No escape from climate change | Pakistan Press Foundation (PPF)

Pakistan Press Foundation

No escape from climate change

Pakistan Press Foundation

In 2013, the UN’s global panel of scientists told us that global warming is the result of human activities (95 per cent confidence), effectively putting an end to the debate over whether mankind is responsible for rising temperatures or if we are undergoing yet another cyclical movement of warming caused by natural factors. Science is now telling us that extreme weather events are to become the new normal; that climate change will mean more intense storms, droughts and flooding and sea level rise. Super Typhoon Haiyan, which devastated the Philippines this year, was described as the strongest typhoon that has ever made landfall in the course of recorded human history.

Today, the impacts of climate change are more than apparent — sea level rise is already threatening the small islands of the Pacific, Caribbean and Indian Ocean; in the mountains of the Himalayas and Andes, communities now have to deal with glacial floods. In the savannahs of Africa, food and water have become scarce due to drought and in the Arctic, the polar ice cap is visibly melting. Massive hurricanes have already started hitting the Gulf of Mexico and the eastern seaboard of North America. While scientists continue to warn us and reality proves they are right, there is still little or no action at the international level when it comes to reducing carbon emissions, with the UN’s climate change negotiations currently deadlocked.

According to a statement made by Greenpeace Executive Director Kumi Naidoo, “Too many governments, North and South, continue to block progress towards a new global climate agreement while serving their coal and oil lobbies, rather than their people.” The walkout was about “sending a clear statement that our leaders need to wake up … they need to actually act with the urgency that both science and extreme weather events are actually saying that we need to.” Civil society organisations, like the WWF, Greenpeace and Oxfam, now want to chalk up a new course of action. “We are committing ourselves to mobilise the largest number of people in every single country in the world to say to every parent, ‘your child and your grandchildren’s future is at stake. You need to stand up now and take action’.”

Pakistan, too, is acutely vulnerable to the impacts of climate change; we are facing erratic monsoon rains, rising temperatures leading to reduced agricultural productivity, increasing intrusion of saline water into the Indus delta, glacial flooding and extreme weather events, particularly flooding and droughts.

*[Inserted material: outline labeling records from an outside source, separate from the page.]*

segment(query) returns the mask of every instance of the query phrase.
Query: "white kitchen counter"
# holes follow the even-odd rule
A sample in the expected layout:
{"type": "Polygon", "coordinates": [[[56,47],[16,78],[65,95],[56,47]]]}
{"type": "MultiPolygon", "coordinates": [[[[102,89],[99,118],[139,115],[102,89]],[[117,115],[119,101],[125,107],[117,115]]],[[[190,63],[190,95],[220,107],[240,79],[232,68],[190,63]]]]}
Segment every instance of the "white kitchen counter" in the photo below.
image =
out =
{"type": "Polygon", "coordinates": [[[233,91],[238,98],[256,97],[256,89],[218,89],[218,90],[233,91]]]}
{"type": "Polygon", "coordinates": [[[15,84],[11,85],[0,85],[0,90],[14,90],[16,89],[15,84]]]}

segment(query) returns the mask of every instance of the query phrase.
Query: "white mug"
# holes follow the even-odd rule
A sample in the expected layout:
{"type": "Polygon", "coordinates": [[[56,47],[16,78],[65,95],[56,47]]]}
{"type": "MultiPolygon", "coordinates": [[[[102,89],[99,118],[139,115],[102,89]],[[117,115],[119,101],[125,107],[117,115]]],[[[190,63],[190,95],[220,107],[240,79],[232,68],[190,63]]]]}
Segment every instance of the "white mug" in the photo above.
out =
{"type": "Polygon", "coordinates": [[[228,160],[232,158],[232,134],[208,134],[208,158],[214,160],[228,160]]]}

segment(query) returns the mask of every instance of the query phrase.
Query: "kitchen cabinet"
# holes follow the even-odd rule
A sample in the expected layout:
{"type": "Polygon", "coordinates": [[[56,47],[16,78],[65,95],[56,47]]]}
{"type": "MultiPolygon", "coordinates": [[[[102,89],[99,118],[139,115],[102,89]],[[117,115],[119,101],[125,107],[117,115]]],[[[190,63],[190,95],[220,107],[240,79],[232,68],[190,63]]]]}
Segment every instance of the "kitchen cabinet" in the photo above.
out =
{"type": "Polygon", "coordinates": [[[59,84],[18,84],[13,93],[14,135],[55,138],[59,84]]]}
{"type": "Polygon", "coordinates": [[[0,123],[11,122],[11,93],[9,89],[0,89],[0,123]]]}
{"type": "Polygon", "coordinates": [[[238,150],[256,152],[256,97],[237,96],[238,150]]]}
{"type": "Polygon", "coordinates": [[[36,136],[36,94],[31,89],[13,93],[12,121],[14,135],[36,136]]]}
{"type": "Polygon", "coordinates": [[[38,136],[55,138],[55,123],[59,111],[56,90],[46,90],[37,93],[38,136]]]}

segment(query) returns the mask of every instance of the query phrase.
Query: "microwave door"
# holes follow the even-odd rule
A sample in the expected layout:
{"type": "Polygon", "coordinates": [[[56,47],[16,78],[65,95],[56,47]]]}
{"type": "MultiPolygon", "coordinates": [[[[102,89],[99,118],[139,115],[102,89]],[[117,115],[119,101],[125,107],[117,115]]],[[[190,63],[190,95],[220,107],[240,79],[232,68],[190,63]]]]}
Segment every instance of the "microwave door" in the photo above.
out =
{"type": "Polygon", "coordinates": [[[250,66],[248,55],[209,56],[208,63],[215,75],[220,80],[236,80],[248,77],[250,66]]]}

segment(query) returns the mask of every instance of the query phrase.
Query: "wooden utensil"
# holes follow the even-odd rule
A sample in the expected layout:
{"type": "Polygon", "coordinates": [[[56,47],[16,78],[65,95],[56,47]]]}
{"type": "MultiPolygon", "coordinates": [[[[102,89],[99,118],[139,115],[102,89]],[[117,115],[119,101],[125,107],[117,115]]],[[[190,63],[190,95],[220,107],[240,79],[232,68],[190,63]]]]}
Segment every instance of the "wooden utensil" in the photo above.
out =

The major response so far has been the launch of the National Climate Change Policy earlier this year. The policy identifies vulnerabilities in the sectors of water resources, agriculture, forests, coastal areas, biodiversity and vulnerable ecosystems and puts forward appropriate measures relating to disaster preparedness, capacity building, institutional strengthening, technology transfer and international cooperation. Unfortunately, it has been shelved for now; in June 2013, the new finance minister announced in his budget speech a cut of over 62 per cent in the annual spending for Pakistan’s ministry of climate change — which has been downgraded from a ministry to a division. Pakistani NGOs need to wake up as well and take the fight to the people, urging them to put pressure on our politicians. Instead of rising to the challenge of climate change, Pakistan is running away, but as the scientists assure us, there will be no escape.